Knowledge, Attitude and Beliefs of the Patients about Condom use as Seen in Mulago Referral Hospital, Uganda, between 2008-2011
Henry Ojiambo, Emmanuel Othieno and Andrew Livex Okwi
DOI : 10.3844/jssp.2017.89.94
Journal of Social Sciences
Volume 13, Issue 2
This was cross sectional, descriptive laboratory based study, whose objective was to determine knowledge, attitude and beliefs of the patients about condom use and its associated benefits. The study was done at Assessment Center, Mulago Referral Hospital, Uganda. The sample size of 113 was calculated for the study and 100 participants enrolled for the study (74 males; 26 females). Their ages ranged between (16-63) years with mean age of 39.5. A structured questionnaire was used to capture the data from the participants after consenting. Findings showed that although all the respondents were aware of a condom, only 6% of the respondents with informal education were aware of it compared to 10% with primary education (p>0.05).

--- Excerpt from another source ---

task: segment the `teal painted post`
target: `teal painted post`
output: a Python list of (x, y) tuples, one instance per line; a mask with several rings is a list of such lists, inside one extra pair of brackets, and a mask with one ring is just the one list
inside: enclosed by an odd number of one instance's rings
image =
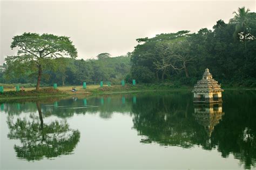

Notably, 60.6% and 63.6% of the participants with secondary and tertiary education respectively, were aware of condom compared to those with informal and primary education (p<0.001). Thirty three percent of the respondents claimed to know how to use a condom and 67% claimed they did not know how to use it (p<0.001). Surprisingly, 60.6% of the respondents who claimed to know how to use condom had positive attitude towards condom use compared to 39.4% with negative attitude. Notably, 76.9% of the respondents with negative attitude felt that a condom "limits sexual satisfaction, while 61.5% were of the view that "condom has bad smell". However, 73% of the respondents believed that condom use could prevent STI/HIV transmission. In conclusion the majority of the patients with low education background did not know how to use a condom, although they were aware of it. The attitude and beliefs about condom use varied among the respondents. There is therefore a need to sensitize the communities about condom use and its associated benefits.
© 2017 Henry Ojiambo, Emmanuel Othieno and Andrew Livex Okwi. This is an open access article distributed under the terms of the Creative Commons Attribution License, which permits unrestricted use, distribution, and reproduction in any medium, provided the original author and source are credited.